Project 8

Fabrication and Characterization of Aerosol Jet Printed Carbon-Based Strain Sensors on Flexible Substrates

(Drs. kevin walsh & dilan ratnayake, eCE)

Aerosol Jet Printing (AJP) provides a mask-less, additive manufacturing approach capable of depositing fine conductive features directly onto flexible substrates, enabling compact and customizable electronics. In this project, the student will use the AJP system to print carbon-based conductive ink traces with different geometries, such as serpentine, grid, and linear patterns, on flexible substrates (such as polyimide or PET). The work will involve establishing process conditions—varying print speed, atomizer and sheath flows, number of passes, and curing or sintering parameters—to achieve uniform, low-resistance carbon traces. Once printed, the traces will be electrically characterized under no load to determine baseline resistance and sheet resistivity, and then mechanically challenged by controlled bending or stretching to evaluate the change in resistance versus applied strain. From these data, the gauge factor, linearity, repeatability, hysteresis, and drift of the printed strain sensor will be quantified. The student will also develop a simple statistical or regression-based model correlating printing and curing parameters with sensor performance, thus identifying critical factors affecting performance. The accompanying figure highlights the printing versatility of the AJP system, demonstrating its ability to deposit narrow 30 µm silver lines on various complex surfaces, including glass, silicon cavities, polyimide diaphragms, and carbon fiber rods. At the end of the 10-week period, the student will deliver a written report and present a poster summarizing the fabrication, characterization, and analysis of the carbon-ink-based strain sensors.

References

•        Ratnayake, D., Curry, A. and Walsh, K., 2021, June. Demonstrating a new ink material for aerosol printing conductive traces and custom strain gauges on flexible surfaces. In 2021 IEEE International Conference on Flexible and Printable Sensors and Systems (FLEPS) (pp. 1-4). IEEE.

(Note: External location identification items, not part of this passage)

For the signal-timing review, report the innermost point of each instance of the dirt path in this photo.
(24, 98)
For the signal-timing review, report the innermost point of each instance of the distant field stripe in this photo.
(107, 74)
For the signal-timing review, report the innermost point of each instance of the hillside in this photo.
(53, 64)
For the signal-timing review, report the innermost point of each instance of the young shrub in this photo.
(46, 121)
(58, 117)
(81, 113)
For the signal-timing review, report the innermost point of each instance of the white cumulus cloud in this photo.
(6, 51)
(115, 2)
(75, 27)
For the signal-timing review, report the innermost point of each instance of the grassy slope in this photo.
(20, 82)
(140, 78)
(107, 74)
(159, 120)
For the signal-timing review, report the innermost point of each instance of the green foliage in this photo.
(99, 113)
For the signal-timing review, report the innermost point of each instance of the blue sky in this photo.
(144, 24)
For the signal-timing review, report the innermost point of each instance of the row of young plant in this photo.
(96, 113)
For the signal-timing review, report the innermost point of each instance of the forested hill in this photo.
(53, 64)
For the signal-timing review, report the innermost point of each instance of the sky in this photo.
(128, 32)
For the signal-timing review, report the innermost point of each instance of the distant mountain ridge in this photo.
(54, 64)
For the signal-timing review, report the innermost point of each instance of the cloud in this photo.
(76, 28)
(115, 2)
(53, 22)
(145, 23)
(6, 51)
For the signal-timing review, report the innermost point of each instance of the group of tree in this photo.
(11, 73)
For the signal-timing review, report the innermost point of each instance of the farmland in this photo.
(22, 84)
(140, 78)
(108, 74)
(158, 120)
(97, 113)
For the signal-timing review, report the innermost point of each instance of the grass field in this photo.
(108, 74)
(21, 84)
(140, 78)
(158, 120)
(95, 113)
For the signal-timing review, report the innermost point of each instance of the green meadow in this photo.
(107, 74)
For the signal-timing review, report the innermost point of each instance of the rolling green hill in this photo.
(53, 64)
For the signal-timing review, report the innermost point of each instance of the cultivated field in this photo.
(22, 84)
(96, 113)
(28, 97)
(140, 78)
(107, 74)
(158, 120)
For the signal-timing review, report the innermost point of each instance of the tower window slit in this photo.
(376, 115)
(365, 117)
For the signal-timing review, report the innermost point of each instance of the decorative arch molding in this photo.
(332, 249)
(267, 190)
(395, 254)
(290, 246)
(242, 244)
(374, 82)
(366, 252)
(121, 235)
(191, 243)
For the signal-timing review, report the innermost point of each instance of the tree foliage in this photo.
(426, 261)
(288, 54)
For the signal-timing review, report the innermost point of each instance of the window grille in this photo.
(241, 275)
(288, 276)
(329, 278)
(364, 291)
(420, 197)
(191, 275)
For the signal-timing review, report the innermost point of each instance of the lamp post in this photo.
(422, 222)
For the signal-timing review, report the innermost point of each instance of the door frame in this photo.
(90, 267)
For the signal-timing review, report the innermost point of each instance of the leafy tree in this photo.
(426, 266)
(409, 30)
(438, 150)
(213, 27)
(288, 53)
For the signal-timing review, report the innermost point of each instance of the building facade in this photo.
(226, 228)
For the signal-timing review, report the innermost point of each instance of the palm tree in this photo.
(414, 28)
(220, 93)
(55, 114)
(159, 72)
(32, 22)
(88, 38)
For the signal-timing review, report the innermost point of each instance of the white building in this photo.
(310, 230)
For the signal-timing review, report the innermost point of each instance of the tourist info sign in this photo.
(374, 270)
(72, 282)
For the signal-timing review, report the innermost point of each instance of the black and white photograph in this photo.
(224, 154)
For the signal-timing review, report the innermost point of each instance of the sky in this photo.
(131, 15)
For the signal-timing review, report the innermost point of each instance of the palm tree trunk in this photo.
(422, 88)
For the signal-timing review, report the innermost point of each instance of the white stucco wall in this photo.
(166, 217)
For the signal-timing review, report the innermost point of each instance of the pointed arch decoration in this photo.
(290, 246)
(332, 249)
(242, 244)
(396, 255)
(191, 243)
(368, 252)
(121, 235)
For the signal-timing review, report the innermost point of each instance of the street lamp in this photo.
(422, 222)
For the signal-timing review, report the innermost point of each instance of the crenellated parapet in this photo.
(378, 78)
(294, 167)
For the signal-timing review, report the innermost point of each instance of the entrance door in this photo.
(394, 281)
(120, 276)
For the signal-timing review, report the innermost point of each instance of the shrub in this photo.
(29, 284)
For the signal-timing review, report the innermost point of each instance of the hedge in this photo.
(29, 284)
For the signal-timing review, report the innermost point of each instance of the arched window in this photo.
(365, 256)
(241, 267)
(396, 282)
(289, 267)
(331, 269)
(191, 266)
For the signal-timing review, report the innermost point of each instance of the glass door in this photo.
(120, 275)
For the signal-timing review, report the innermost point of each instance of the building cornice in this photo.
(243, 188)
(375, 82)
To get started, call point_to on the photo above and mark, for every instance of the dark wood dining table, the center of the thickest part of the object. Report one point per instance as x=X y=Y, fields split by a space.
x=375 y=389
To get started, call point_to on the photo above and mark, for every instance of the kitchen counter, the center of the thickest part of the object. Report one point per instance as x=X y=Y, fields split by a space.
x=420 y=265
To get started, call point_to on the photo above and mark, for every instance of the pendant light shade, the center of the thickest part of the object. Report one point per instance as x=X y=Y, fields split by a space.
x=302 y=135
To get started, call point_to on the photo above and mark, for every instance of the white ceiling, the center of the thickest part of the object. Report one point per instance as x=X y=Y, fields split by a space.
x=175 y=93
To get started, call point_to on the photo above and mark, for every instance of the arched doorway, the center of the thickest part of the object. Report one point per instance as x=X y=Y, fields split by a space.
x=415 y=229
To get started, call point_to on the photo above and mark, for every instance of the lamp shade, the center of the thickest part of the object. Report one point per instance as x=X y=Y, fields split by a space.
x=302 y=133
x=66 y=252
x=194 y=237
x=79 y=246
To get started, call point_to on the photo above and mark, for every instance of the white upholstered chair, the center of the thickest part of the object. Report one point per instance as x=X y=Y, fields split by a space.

•        Ratnayake, D., Curry, A.T., Qu, C., Usher, J. and Walsh, K., 2021, June. Characterizing the Conductivity of Aerosol Jet Printed Silver Features on Glass. In International Manufacturing Science and Engineering Conference (Vol. 85079, p. V002T08A007). American Society of Mechanical Engineers.

•        Ferris, C., Ratnayake, D., Curry, A., Wei, D., Gerber, E., Druffel, T. and Walsh, K., 2022, June. Characterizing the Conductivity of Aerosol Jet Printed Silver Traces on Glass Using Intense Pulsed Light (IPL). In International Manufacturing Science and Engineering Conference (Vol. 85802, p. V001T07A015). American Society of Mechanical Engineers.

•        Olowo, O.O., Zhang, R., Wei, D., Ratnayake, D., Jackson, D. and Popa, D.O., 2022, July. Aerosol Jet Printed Tactile Sensor on Flexible Substrate. In 2022 IEEE International Conference on Flexible and Printable Sensors and Systems (FLEPS) (pp. 1-4). IEEE.

•        Ratnayake, D., Curry, A., Qu, C., Wei, D., Gerber, E. and Walsh, K., 2023. Optimizing the Conductivity of a New Nano-particle Silver Ink for Aerosol Jet Printing and Demonstrating its use as a Strain Gauge. IEEE Journal on Flexible Electronics.

•        Olowo, O.O., Wei, D., Ratnayake, D., Goulet, B., Curry, A., Sherehiy, A., Zhang, R. and Popa, D.O., 2022, July. PEDOT: PSS Polymer Aerosol Jet-printing for Robotic Skin Sensors. In 2022 IEEE International Conference on Flexible and Printable Sensors and Systems (FLEPS) (pp. 1-4). IEEE.